Chirality Meets Quantum Mechanics
Chirality or enantiomorphism describes the geometrical property of an object that it cannot be superimposed to its mirror image by any combination of rotations and translations. Chirality is omnipresent in nature and plays a major role for organic life. Enantioselectivity of reactions and interactions has always been considered as a purely geometrical effect.
Only a few years ago, an interaction between the handedness of chiral molecules and the quantum mechanical electron spin was reported, which is nowadays referred to as chirality-induced spin selectivity (CISS). CISS is manifested by the observations that (i) photoemission or conduction electrons become spin-polarized when passing through a layer of enantiopure molecules and (ii) the adsorption of chiral molecules on magnetized surfaces is enantio-selective. The first effect allows the realization of purely organic and molecule-sized sources of spin-polarized currents that reach several 10% polarization at room temperature without relying on ferromagnetic materials. The second effect promises new and highly efficient methods for the separation or selection of enantiomers, which are technologically extremely important but have been very laborious until now. Any technology that takes advantage of controlling spin currents, including quantum information technology and spin chemistry, is likely to benefit from CISS.

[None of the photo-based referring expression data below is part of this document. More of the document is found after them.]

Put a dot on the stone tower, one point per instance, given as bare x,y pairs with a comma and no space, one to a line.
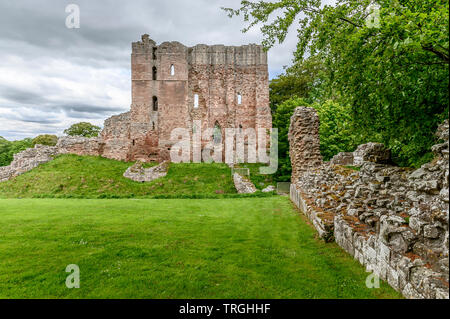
173,86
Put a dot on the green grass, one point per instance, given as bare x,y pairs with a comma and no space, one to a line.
97,177
260,181
179,248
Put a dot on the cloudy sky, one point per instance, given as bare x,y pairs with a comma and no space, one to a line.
52,76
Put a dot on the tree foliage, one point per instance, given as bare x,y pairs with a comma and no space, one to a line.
335,132
8,149
84,129
299,80
387,62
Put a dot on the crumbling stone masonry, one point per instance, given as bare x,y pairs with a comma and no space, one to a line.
393,220
27,160
174,86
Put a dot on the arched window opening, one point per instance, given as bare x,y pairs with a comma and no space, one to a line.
155,103
217,134
195,100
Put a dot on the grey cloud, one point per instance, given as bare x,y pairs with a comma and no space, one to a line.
40,94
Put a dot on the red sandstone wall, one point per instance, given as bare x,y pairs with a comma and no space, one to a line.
216,73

By now, CISS effects are experimentally well established and have been observed for various classes of chiral molecules and with a wide range of measurement techniques. Surprisingly, there is as yet no clear theoretical understanding of the CISS effects. A natural starting point to explain an interaction between spin and the chiral structure in real space is spin-orbit coupling (SOC). Indeed, models based on conventional SOC in organic molecules predict CISS, but the effect sizes are far too small compared to experiments.
Obviously, a deeper understanding of the CISS effects in various molecules and experimental situations requires detailed knowledge of the respective electronic structure and its impact on spin-dependent transport and photoemission or on the enantiospecific interaction with ferromagnetic surfaces. This is where the research at PGI-6 comes in.
Spin-dependent scanning tunnelling microscopy and spectroscopy (SP-STM/STS) offer the possibility to simultaneously characterize the molecule-substrate configuration on the atomic scale and to access the spin-resolved electronic structure near the Fermi edge via spin-dependent (tunnelling) transport. We apply SP-STM/STS under ultra-high-vacuum conditions and at low temperature (4 K) to individual model molecules and self-assembled monolayers thereof, both deposited onto well-defined, crystalline non-magnetic (Cu, Au) and ferromagnetic (Fe, Co) surfaces. These extremely well-defined conditions will help to bridge the gap between theoretical models and experiments on CISS reported to date.